La celebración de la Selección Argentina tras la victoria por 2 a 1 sobre Inglaterra y la clasificación a la final del Mundial 2026 sumó un nuevo capítulo fuera de la cancha, ya que el Gobierno del Reino Unido solicitó formalmente a la FIFA que investigue a la Asociación del Fútbol Argentino (AFA) luego de que los jugadores exhibieran una bandera con la inscripción «Las Malvinas son argentinas» una vez finalizado el encuentro.
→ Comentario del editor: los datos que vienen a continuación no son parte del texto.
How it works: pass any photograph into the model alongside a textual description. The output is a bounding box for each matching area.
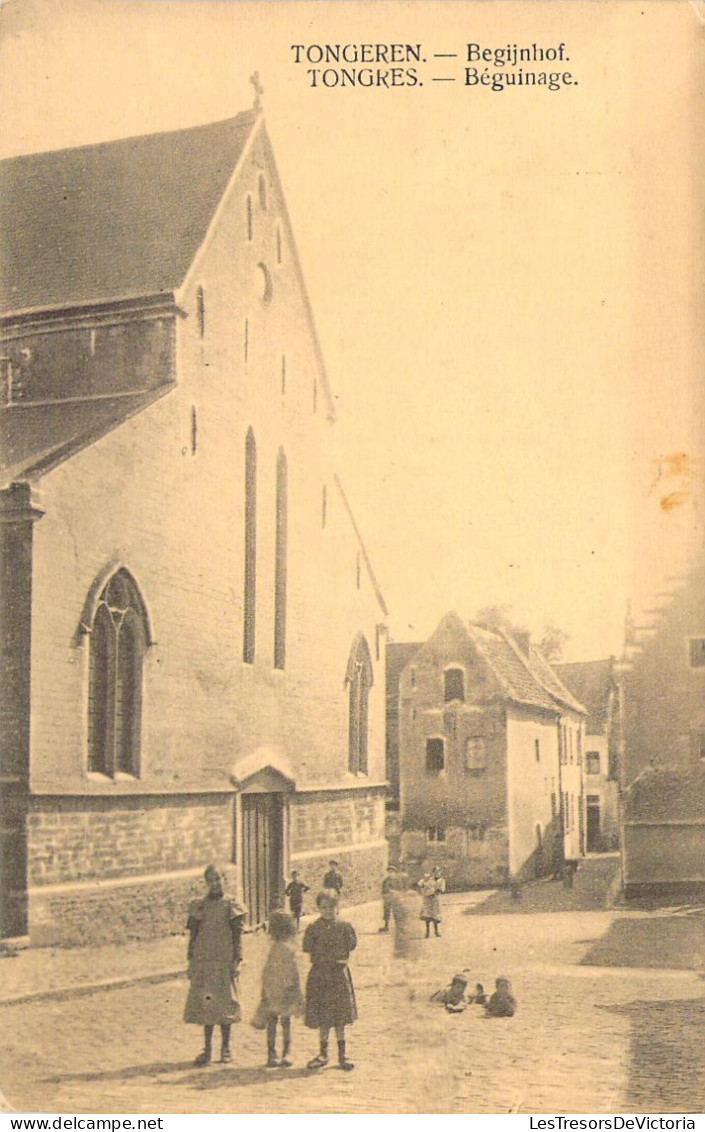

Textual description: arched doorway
[232,752,294,927]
El reclamo fue realizado por el ministro británico de Ciencia, Innovación y Tecnología, Peter Kyle, quien sostuvo que el fútbol «no debe utilizarse para enviar mensajes políticos» y consideró que el gesto de los futbolistas argentinos podría vulnerar las normas disciplinarias de la FIFA, que prohíben manifestaciones de carácter político en los estadios y durante las competiciones oficiales.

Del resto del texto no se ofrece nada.